As well as being briefed on keeping the audience safe, we were given a walk-through of the building and show. Rosie, Alex and Lucy, three members of the production team would escort the audience around the building, aided by Annie and myself as volunteer ushers. Between us we needed to ensure that the audience of fifty were safely in the right place at the right time for each of the band's six separate locations, but also ensure that they were given both space and time to explore Sal Pittman's projections and installations along the route. To highlight trip hazards and overhead obstacles we were provided with torches, but encouraged to use them only when necessary. With shows scheduled for 6.30 and 8.30pm starts, the building would not have the benefit of any natural daylight.



Our first experience of the show came with the 4.30pm dress rehearsal, and a real live audience of invited guests, press and Norwich Arts Centre staff. These were our guinea pigs, if you like, to test out the timings, and to see if an audience behaved as expected when following the route. It also gave us a better idea of where and how to deploy ourselves and how to guide our audience smoothly and seamlessly through the show. A further show at 6.30pm for invited art and music students gave us a second chance to fine tune things before the first performance proper on the Tuesday evening.

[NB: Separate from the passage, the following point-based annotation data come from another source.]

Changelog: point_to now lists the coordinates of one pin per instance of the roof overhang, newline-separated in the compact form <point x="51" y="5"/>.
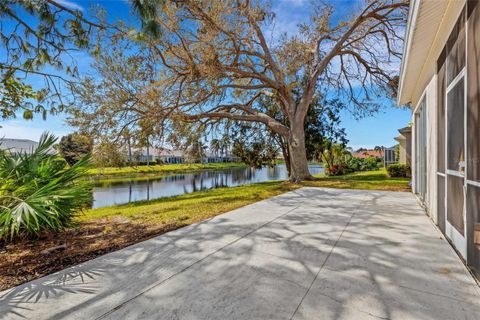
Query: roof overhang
<point x="429" y="25"/>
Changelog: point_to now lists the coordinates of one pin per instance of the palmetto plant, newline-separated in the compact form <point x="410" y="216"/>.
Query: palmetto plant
<point x="39" y="191"/>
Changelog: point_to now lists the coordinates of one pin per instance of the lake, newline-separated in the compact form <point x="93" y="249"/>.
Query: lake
<point x="125" y="191"/>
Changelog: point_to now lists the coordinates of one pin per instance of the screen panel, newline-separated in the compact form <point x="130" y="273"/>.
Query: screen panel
<point x="442" y="88"/>
<point x="455" y="202"/>
<point x="455" y="127"/>
<point x="441" y="202"/>
<point x="473" y="89"/>
<point x="473" y="227"/>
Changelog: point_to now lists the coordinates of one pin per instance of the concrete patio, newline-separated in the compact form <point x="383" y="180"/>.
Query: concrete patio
<point x="308" y="254"/>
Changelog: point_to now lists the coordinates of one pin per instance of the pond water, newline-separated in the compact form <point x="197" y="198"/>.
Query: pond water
<point x="125" y="191"/>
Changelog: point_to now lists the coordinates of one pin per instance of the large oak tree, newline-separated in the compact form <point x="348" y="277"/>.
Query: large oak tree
<point x="217" y="59"/>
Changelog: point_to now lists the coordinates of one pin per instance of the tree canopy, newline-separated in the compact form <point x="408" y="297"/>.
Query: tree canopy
<point x="38" y="38"/>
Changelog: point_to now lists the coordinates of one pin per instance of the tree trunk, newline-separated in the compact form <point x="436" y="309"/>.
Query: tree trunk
<point x="298" y="153"/>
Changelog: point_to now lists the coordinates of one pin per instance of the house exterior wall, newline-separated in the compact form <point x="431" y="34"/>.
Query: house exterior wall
<point x="452" y="196"/>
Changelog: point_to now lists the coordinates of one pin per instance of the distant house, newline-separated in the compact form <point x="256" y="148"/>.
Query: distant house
<point x="369" y="154"/>
<point x="18" y="146"/>
<point x="172" y="156"/>
<point x="404" y="140"/>
<point x="440" y="80"/>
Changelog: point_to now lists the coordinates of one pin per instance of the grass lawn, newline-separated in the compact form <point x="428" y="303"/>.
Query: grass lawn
<point x="367" y="180"/>
<point x="107" y="229"/>
<point x="161" y="169"/>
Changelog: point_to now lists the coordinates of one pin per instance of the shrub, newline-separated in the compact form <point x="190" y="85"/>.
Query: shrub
<point x="398" y="170"/>
<point x="75" y="146"/>
<point x="40" y="191"/>
<point x="362" y="164"/>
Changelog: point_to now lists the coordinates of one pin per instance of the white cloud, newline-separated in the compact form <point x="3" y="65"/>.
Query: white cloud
<point x="19" y="130"/>
<point x="70" y="4"/>
<point x="296" y="3"/>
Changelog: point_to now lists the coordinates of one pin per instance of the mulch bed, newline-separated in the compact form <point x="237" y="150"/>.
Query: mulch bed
<point x="26" y="259"/>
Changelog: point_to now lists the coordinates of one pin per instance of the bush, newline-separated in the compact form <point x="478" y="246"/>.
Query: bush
<point x="363" y="164"/>
<point x="398" y="170"/>
<point x="40" y="191"/>
<point x="143" y="163"/>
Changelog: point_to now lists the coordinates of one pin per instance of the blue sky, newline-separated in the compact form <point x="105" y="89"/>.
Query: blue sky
<point x="379" y="129"/>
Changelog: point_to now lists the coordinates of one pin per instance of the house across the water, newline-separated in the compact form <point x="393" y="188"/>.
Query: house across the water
<point x="440" y="79"/>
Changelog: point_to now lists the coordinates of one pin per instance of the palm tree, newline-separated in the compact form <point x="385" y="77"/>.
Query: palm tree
<point x="40" y="191"/>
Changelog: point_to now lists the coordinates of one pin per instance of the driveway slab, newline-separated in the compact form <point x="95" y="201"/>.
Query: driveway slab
<point x="313" y="253"/>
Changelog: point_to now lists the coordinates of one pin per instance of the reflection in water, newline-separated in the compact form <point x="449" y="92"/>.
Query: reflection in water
<point x="128" y="191"/>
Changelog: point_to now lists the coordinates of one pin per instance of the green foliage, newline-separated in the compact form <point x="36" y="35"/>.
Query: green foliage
<point x="74" y="147"/>
<point x="15" y="96"/>
<point x="107" y="154"/>
<point x="322" y="126"/>
<point x="36" y="34"/>
<point x="399" y="170"/>
<point x="255" y="154"/>
<point x="39" y="191"/>
<point x="335" y="160"/>
<point x="364" y="164"/>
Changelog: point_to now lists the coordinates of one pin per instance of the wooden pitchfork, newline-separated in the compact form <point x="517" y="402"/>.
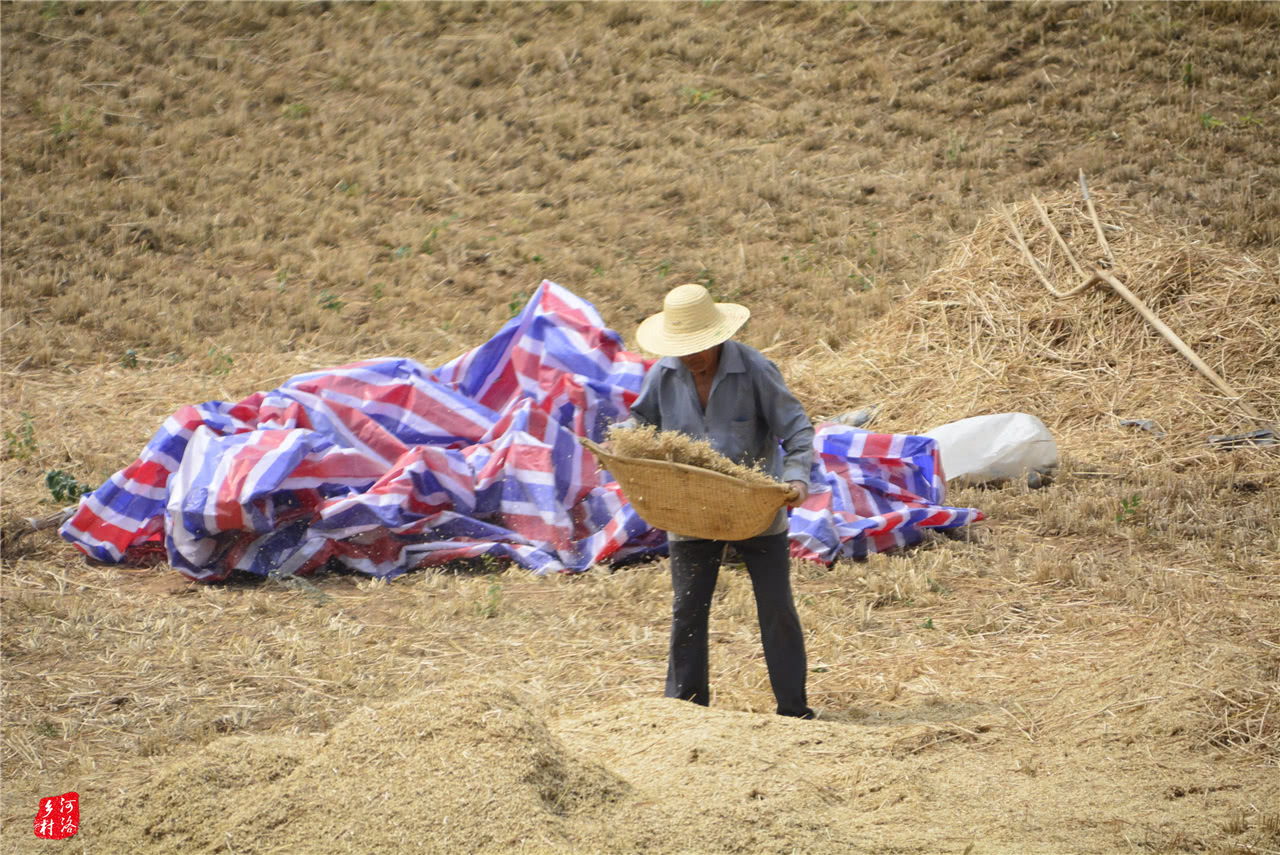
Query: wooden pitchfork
<point x="1097" y="275"/>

Over the next four nights there were a total of seven sold out shows for ticket-holders, plus a further two shows on the Friday night for the artists' friends and families. A portable bar in a converted horsebox was provided by the The Bicycle Shop Café for the benefit of arriving audiences, but announcements warning of the absence of toilets once the shows started were required (We were, however, able to escort groups across to the adjacent building where their first floor washroom facilities had been made available to us). We were lucky with the weather. Although it was cold (and the building was completely unheated), it remained dry for the benefit of checking off ticket-holders, and for the enjoyment of those pre-show drinks.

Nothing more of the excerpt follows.